Okay, it's only a guess. Over the past three and a half years Vanguard's REIT index fund (
VGSIX) is up about 250% percent, with a three year average of 25% per year. That rivals the growth rate of the S&P 500 during the 1996-2000 period of "irrational exuberance."
The yields tell the whole story. You can see the effect of the market bidding up the value of these securities in the yields. I remember a few years back when a REIT might yield 9%. Now VGSIX yields about 4.28%. That's less than you can get in a nearly risk free money market fund. And VGSIX's P/E ratio is running around 48, a figure nearly as high as Google's.
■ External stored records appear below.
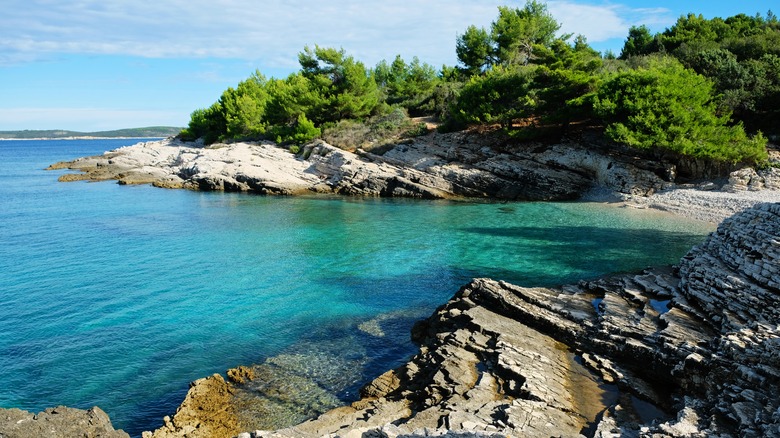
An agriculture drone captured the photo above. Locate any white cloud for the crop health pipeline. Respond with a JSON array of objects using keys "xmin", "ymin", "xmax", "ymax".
[
  {"xmin": 0, "ymin": 0, "xmax": 676, "ymax": 69},
  {"xmin": 547, "ymin": 1, "xmax": 675, "ymax": 43},
  {"xmin": 0, "ymin": 108, "xmax": 188, "ymax": 132}
]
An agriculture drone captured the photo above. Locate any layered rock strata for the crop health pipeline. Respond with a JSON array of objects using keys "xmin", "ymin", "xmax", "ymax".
[
  {"xmin": 50, "ymin": 133, "xmax": 674, "ymax": 200},
  {"xmin": 235, "ymin": 204, "xmax": 780, "ymax": 438},
  {"xmin": 0, "ymin": 406, "xmax": 130, "ymax": 438}
]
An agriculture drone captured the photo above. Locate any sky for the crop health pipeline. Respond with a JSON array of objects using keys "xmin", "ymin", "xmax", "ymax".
[{"xmin": 0, "ymin": 0, "xmax": 780, "ymax": 132}]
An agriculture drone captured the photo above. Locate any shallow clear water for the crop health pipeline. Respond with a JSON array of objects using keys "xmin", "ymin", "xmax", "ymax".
[{"xmin": 0, "ymin": 140, "xmax": 712, "ymax": 434}]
These are shopping malls and office buildings we're talking about, not a whole new industry like online advertising that Wall Street may have difficulty in evaluating. It's well known that the supply of commercial and residential properties are subject to occasional cycles of boom and bust. Yet instead of caution taking hold, year to date VGSIX is up over 13%, a return far beyond any asset class but gold.
These just don't seem like rational valuations. REITs are terrific for diversifying a portfolio, and the toughest task in investing is watching a security you see as overvalued continue to score as you sit on the sidelines. But what can you do except wait for the inevitable reversion to the mean? Nothing goes up fast forever. And you don't want to be left holding the bag when it starts dropping.